Reverse Engineering something is very difficult, quite impossible in some cases.
For example, if you compile/link a c program, and don't include a symbol table indicating what the variable labels were, and want to decompile it...
It is practically impossible to recover the original program in it's original syntax, which includes variable names, and sometimes overall structure.
Figuring out the original pattern is the area where we can fool spambots.

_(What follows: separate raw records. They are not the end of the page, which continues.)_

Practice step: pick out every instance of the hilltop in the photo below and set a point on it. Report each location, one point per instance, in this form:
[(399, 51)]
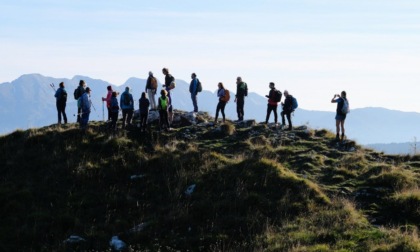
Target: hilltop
[(204, 187)]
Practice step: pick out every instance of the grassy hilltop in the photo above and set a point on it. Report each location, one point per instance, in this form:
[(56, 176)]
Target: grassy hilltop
[(257, 188)]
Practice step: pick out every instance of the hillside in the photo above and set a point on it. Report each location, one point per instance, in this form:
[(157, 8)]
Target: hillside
[(204, 187)]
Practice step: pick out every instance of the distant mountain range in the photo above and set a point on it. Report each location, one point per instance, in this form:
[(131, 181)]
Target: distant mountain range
[(29, 102)]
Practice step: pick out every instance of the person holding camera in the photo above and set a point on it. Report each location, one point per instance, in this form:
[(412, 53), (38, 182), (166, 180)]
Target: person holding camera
[(340, 117)]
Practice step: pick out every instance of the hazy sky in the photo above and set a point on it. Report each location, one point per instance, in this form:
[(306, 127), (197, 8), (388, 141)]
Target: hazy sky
[(313, 48)]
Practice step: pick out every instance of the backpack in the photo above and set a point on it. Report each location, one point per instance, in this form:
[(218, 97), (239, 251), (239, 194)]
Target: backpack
[(163, 103), (199, 86), (294, 103), (153, 83), (277, 95), (127, 101), (346, 107), (77, 93), (226, 98)]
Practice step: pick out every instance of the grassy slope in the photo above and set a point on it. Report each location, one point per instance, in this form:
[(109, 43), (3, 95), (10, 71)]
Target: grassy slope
[(256, 189)]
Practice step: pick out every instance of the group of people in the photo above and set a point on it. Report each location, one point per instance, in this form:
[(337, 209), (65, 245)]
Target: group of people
[(165, 108)]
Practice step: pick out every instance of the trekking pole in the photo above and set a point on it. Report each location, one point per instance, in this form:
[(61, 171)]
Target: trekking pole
[(53, 87)]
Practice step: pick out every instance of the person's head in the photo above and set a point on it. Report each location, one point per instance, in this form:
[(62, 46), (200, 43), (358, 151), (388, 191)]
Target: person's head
[(220, 85)]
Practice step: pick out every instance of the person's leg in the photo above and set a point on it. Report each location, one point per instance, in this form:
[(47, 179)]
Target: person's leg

We somehow insert image(s) that prevent reconstruction of the original image, but allow the human to still see the stereogram. And we insert these "imperfections" randomly.
It's almost like dumping a bunch of identical lego pieces on the ground, and trying to figure out what order they originally came into the box. All the computer can do is guess. However, the human can use a video to determine what pieces went where, while the computer does not have access to the video.
Speaking of random generation:
http://www.enweirdenment.org/cgi-bin/cube.cgi or gifs here:
http://www.enweirdenment.org/cgi-bin/cube.gif
Concept could be useful.
>But then there's the inherent problem of humans who can't do magic eye puzzles.
Sign me up for that category. (I think it's all a lie and people are just pretending that they can see something in that complete mess of colors.)
Anyway, I don't get what the big deal is. I've never seen a single spambot post on this forum, so this mostly seems like a hypothetical discussion. But perhaps that's because they are deleted at once instead of being filtered at sign-up.
There has been at least one incident of a spammer posting advertisements on these forums (it was deleted at once), and about 50 incidents of spammers registering an account with a pornsite or drugselling site URL in their profile (activated or not activated). Naturally, I delete them as soon as I notice them.
Since the changes I did that I described in this post, there has been zero of either kind, even though there have been about 30 new registrations.